Agenda Educativa
En el artículo anterior dejamos abierta una pregunta: ¿estamos ante una política orientada a fortalecer la investigación científica o frente a una estrategia para atender el problema del relevo generacional en los centros coordinados por la Secretaría de Ciencia, Humanidades, Tecnología e Innovación (SECIHTI)? La respuesta parece ser ambas.
De acuerdo con el Programa Sectorial de Educación 2025-2030, el programa de inserción laboral en los centros de investigación busca fortalecer el sistema científico nacional y contribuir al reemplazo generacional en las instituciones de educación superior y los centros públicos de investigación. Se trata de un desafío importante si se considera el envejecimiento de parte de las plantas académicas y la limitada creación de plazas durante los últimos años.
Aunque todavía no se conocen los recursos destinados al programa, la convocatoria permite identificar algunas de sus características. En primer lugar, se busca incorporar personal altamente calificado, ya que el grado de doctorado constituye un requisito fundamental. También, el registro del currículum en la plataforma Rizoma sugiere la intención de atraer perfiles vinculados o potencialmente vinculados al Sistema Nacional de Investigadoras, el famoso SNI.
La convocatoria también articula las plazas con quince Líneas Nacionales de Investigación Estratégica, las cuales guardan una clara relación con los Programas Nacionales Estratégicos (PRONACES) impulsados durante la administración anterior. De esta manera, la contratación de nuevos investigadores no solo responde a necesidades institucionales, sino también a prioridades definidas desde la política científica nacional.
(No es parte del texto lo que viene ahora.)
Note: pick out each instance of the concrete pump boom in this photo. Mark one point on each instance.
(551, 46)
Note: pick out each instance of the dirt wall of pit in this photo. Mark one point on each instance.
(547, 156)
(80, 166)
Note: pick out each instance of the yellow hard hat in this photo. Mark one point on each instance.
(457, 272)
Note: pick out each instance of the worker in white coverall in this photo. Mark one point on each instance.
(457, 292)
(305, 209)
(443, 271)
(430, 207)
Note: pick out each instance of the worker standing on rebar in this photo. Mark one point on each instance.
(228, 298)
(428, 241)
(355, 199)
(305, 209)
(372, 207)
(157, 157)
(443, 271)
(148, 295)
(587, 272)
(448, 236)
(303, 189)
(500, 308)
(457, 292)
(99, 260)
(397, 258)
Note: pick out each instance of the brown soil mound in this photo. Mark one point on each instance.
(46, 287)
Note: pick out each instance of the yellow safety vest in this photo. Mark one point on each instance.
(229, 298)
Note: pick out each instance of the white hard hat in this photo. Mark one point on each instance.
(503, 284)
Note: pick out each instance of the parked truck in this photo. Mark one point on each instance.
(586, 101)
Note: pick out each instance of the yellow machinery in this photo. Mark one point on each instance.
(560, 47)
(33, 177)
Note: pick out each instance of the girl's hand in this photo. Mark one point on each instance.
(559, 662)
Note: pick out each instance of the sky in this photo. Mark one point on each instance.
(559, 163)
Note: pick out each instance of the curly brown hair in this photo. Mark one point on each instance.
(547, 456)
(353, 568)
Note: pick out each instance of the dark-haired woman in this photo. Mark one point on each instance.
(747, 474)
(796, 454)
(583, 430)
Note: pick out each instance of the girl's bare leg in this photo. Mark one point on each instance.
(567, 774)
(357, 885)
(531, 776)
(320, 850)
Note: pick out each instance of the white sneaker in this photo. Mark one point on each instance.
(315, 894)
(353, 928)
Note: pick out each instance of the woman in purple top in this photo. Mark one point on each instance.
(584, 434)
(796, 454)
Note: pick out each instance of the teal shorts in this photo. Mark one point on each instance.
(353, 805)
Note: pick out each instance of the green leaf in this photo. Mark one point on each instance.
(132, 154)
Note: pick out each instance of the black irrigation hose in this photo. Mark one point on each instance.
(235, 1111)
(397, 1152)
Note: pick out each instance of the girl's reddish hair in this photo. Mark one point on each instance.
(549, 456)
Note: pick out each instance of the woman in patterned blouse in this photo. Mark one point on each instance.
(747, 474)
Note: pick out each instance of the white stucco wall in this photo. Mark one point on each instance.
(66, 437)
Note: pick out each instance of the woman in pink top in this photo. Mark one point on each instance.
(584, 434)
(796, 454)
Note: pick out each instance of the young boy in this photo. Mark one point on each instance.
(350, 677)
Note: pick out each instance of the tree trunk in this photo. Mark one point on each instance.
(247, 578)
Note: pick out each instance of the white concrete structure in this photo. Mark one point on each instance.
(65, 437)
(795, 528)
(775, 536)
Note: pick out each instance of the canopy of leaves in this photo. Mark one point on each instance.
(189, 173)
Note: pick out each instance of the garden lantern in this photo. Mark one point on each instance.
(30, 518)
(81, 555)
El proceso de selección contempla tres instancias de evaluación: una comisión técnica integrada por especialistas de los centros, las comisiones dictaminadoras de cada institución y un comité final coordinado por la SECIHTI. En principio, el esquema busca combinar la evaluación académica con criterios de política pública.
Sin embargo, quedan preguntas abiertas; ¿Hasta qué punto participaron los propios centros de investigación en la definición de las agendas y perfiles académicos que orientan esta convocatoria?, ¿No habría sido deseable un proceso más amplio de consulta y construcción de consensos? La discusión remite a un tema de fondo: el equilibrio entre las prioridades nacionales de investigación y la autonomía académica de las instituciones.
La convocatoria cerró el pasado 22 de junio. De acuerdo con información difundida en redes sociales, se registraron más de cinco mil solicitudes para apenas doscientas plazas. Más allá de los resultados finales, esta cifra revela una realidad innegable: existe una amplia generación de jóvenes investigadores que busca incorporarse al sistema científico nacional y que demanda oportunidades laborales estables para desarrollar su trabajo.